People can argue until their blue in the face about why Macs tend to have a lot less trouble than PCs. Frankly, the amount of open administrative software that lies on (especially older) Windows machines is a good portion of the problem here. For years, Windows 2000 and other versions had the ability for network administrators to broadcast a message to every user on a network that was then displayed on their screens. This was a horrible idea, since it had absolutely no security whatsoever involved in it and basically allowed anyone with knowledge of your network address to send a message to your screen that popped up as if it were from the OS. To make matters worse, there were security problems with the program that put up the window and they were exploited to deliver worms and other viruses on the Windows platform. This is not an isolated case, either.

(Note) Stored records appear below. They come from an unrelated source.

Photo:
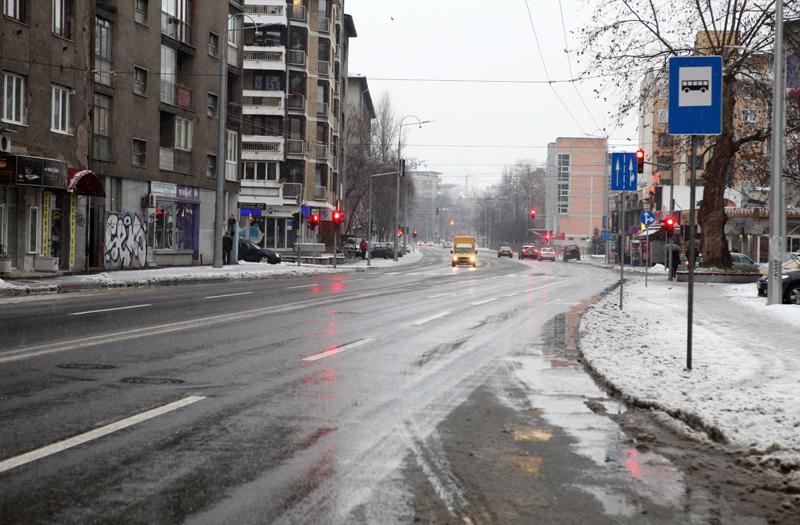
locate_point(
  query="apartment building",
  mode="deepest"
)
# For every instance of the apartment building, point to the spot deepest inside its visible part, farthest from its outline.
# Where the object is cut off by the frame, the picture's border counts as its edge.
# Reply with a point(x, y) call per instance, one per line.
point(574, 187)
point(293, 118)
point(44, 183)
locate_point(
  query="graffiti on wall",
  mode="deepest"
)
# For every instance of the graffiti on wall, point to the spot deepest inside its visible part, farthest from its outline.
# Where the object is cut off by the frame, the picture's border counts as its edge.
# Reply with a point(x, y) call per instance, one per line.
point(126, 241)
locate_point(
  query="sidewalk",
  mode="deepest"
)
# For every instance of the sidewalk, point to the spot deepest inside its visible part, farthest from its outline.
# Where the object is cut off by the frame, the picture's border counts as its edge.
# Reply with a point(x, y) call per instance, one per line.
point(190, 274)
point(744, 388)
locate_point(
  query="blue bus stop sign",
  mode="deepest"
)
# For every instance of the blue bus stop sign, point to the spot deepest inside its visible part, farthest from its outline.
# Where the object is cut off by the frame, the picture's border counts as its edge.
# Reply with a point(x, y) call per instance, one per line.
point(695, 95)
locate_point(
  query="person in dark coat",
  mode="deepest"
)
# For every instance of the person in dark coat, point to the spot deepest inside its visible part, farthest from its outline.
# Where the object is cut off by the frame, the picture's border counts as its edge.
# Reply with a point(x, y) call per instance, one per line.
point(227, 248)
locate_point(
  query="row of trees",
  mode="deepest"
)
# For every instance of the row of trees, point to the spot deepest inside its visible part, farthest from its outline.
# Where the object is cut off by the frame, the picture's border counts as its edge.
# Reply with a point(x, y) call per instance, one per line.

Architecturally, there's definitely more that Apple can do about security on the Macintosh and I hope that we continue to see the kind of sandboxing that is being used by Apple on the iPhone slowly creep its way into the Mac. By using this judiciously, they could keep only authorized programs from doing things on the system and they could make a much better permissions model for the otherwise-dangerously all or nothing approach that the installers tend to take these days. I'd love to see something along the lines of an installation dialog for VMWare (as an example) that requests permission to "add kernel extensions and startup items" and then have the OS grant just permissions to install items in those places. More importantly, for programs that use the installer just to put things into special locations, such a scheme could prevent them from doing other things behind the scenes (like installing kernel extensions) without your knowledge. I know I'd think twice if a graphics program requested permission to install a kernel extension.

But, for the time being, the Macintosh is a pretty safe platform, as long as users are vigilant. Keep up to date on your software updates and don't run programs with questionable pedigrees.

NOTE: Today's Wired article pretty much caused this article to be written. I have to say that you must admire a magazine that continues such superlative reporting as telling us that "In Snow Leopard, Apple has added security enhancements including Executive Disable"... executive disable? Sounds like something you'd use in a bad movie to remove your competition, did you mean Execute Disable (XD), a technology that's been around for years and was one of the most touted security features of the last 3 generations of processors? Oh, you know, that whole accuracy thing isn't important. Wonder how well you did on the other facts? Probably about the same, interview a couple of guys who are shilling a book and reprint their stuff as well as whatever you can find in a quick Google search. No offense to Google. For more humor, the next line: "Apple also added hardware-enforced Data Execution Prevention" is basically a reference to the Exact Same Technology. Curiously, Apple's only technology mention is of "hardware-based execute disable for heap memory", which I'll note doesn't mention disabling executives at all!